Missing and Murdered Women




Organizers of the Vigil and Heartbeat of the Drums for Missing and Murdered Indigenous Women and Girls shown here left to right: Ruth Miller, Dena’ina Athabascan, Communications Organizer, Native Movement; Rochelle Adams, Athabascan, Indigenous Engagement Coordinator, Native Peoples Action; Kendra Kloster, Tlingit, Executive Director, Native Peoples Action; Charlene Akpik Apok, Inupiaq, Gender Justice and Healing Coordinator, Native Movement; Kelsey Wallace, Yup’ik, Communications Director, Native Peoples Action; and (not pictured), Emily Edenshaw, Executive Director, Alaska Native Heritage Center. (Photo by Joaqlin Estus)


‘We face total negligence… when it comes to prosecuting attackers or murderers of our women’

As the names of more than 200 missing and murdered Indigenous women and girls were read, people listened in silence, many staring into space or at the carpeted floor of the Alaska Native Heritage Center in Anchorage. A few quietly wiped away tears. Healers burned braids of sweet grass and bunches of sage, waving the smoke onto the half-dozen men reading the names.

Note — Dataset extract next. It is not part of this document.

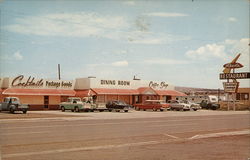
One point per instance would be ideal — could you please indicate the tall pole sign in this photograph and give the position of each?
(231, 86)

Charlene Akpik Apok, Inupiaq, director of gender justice and healing for the nonprofit community advocacy and training organization Native Movement, was emcee of the Vigil and Heartbeat of the Drums for Missing and Murdered Indigenous Women and Girls. She told the audience of more than a hundred people she had asked men to read the names to remember and honor allies in the fight against the loss of Indigenous women.”